El director no tiene como meta ser un director de Hollywood, pues ve muchas trabas en cómo se trabaja allí. “En Corea del Sur el ambiente del rodaje es mucho más familiar que en Estados Unidos”, comentó, en relación a la necesidad de pasar todo por abogados en Hollywood, mientras que en Corea es mucho más fácil, volcándose todos los implicados en un objetivo, cueste lo que cueste.
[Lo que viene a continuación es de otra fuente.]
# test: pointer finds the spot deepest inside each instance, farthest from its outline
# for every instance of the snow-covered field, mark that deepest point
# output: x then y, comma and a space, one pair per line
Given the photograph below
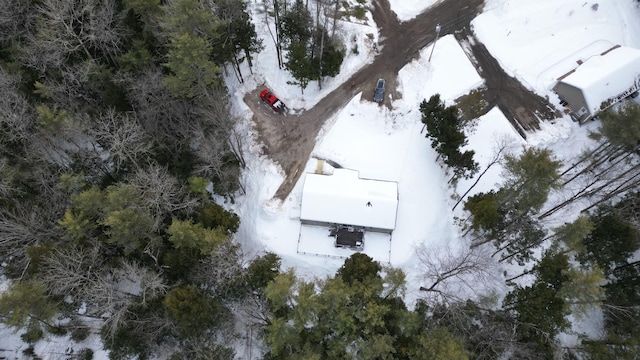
534, 40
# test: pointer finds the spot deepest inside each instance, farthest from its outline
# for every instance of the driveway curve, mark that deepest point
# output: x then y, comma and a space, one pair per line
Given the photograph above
289, 140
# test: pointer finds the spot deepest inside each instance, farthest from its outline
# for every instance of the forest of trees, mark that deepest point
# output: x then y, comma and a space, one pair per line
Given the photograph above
114, 123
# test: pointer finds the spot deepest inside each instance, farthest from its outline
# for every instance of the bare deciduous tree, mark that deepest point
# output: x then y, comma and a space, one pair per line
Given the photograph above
455, 274
221, 271
162, 193
122, 137
72, 270
159, 113
24, 226
16, 116
88, 28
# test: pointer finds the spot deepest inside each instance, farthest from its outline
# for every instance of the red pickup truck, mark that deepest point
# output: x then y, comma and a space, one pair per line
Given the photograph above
274, 103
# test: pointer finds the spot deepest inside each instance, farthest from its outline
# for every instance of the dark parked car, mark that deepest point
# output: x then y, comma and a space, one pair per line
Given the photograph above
378, 95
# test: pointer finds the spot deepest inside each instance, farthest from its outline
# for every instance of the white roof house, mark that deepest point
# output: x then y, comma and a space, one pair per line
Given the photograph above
344, 199
600, 81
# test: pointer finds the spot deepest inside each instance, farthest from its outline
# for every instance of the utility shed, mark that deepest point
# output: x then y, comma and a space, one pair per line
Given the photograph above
599, 82
343, 198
Bong Joon-Ho ha afirmado que el cine lo divide en dos géneros, que son los dos grandes sentimientos de la raza humana: el amor y el odio. “Aún en el odio, hay reglas que se siguen a rajatabla. Ignorar estos dos sentimientos dentro de mis películas me es imposible”. Pero no se cierra las puertas a ningún género,.. o casi a ninguno, pues ha declarado: “Me gusta el género de comedia romántica americana pero no puedo seguir sus reglas. Estas películas parten de ideas ajenas a la realidad de mi país, a la realidad de los surcoreanos, con lo que resultaría una mezcla extraña”, peor en especial no se ve haciendo un musical.

En relación a la poética de la violencia en sus películas, que fue una pregunta que le realicé en este encuentro, Bong Joon-Ho ha resaltado la necesidad de mostrar violencia en sus películas, ya que según él “la violencia es una parte sustancial de la moral y la conducta humana”. 

Con respecto al estreno de Mother en blanco y negro en la Seminci, el director admite que “siempre he tenido un romance con las películas en blanco y negro como director, gustándome los orígenes de Fellini, Los Olvidados y Los 7 samuráis, varias películas con la belleza del blanco y negro. Después de estrenar la película [Mother] en color pensé en cambiarlo a blanco y negro, dado que no iba a costar mucho hacerlo. No cambia la banda sonora, sólo el color,pero da una sensación diferente.

También ha tenido tiempo de hablar de la escuela de cine surcoreana, pero no ve en ella nada clave para que el cine de allí se esté convirtiendo en cine de referencia indispensable en los Festivales. Cree que al estar dentro no es capaz de ver qué hace de este cine que sea tan especial.

Para finalizar ha tenido tiempo de hablar de su futuro, comentando que durante las 16 horas de viaje en avión de Seúl a Madrid ha estado creando algunas escenas, y tienen en mente una película bastante singular, con una protagonista joven con un carácter raro.